The incoming Biden Administration has made some proposals that would affect our taxes, prominently including a complete rollback of the 2017 tax cut for taxpayers with income above $400,000. The plan would also tax capital gains at the same rates as ordinary income for people with more than $1 million in income. The corporate tax rate would rise from 21% to 28%. The estate tax exemption would drop by about 50%, and the proposal would eliminate the step-up in basis on assets held at death. (There is talk about student debt forgiveness, but it is not in the current bill under discussion.)
But the first priority in Congress appears to be the $1.9 trillion coronavirus relief proposal, which includes direct payments of $1,400 per person, and includes a number of tax provisions. The bill would expand the child tax credit (from $2,000 to $3,000 per child or $3,600 for each child under 6) and child tax credit (up to 50% of all child care expenses for children under 13, up from $3,000 to $4,000 for one child and up from $6,000 to $8,000 for multiple children). The Earned Income Tax Credit would be expanded as well; currently, only those making $16,000 or less qualify for the credit, but the relief bill would raise the cap to $21,000, and expand eligibility to workers 65 and over.

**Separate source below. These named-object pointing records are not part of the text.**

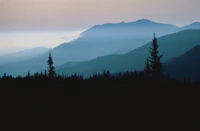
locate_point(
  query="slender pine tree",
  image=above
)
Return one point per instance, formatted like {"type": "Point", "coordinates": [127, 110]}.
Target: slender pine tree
{"type": "Point", "coordinates": [51, 68]}
{"type": "Point", "coordinates": [155, 63]}
{"type": "Point", "coordinates": [147, 69]}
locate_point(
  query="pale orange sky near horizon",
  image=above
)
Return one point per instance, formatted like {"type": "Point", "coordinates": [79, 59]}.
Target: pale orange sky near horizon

To pass any tax increases, the incoming President would need to gain the support of every single Democratic Senator to pass any tax legislation. And some Democrats—including Joe Manchin of West Virginia—are questioning the wisdom of raising taxes when the U.S. economy is still recovering from recession. So we will need to watch the political winds and examine the actual bills as they move through Congress before we can make any recommendations.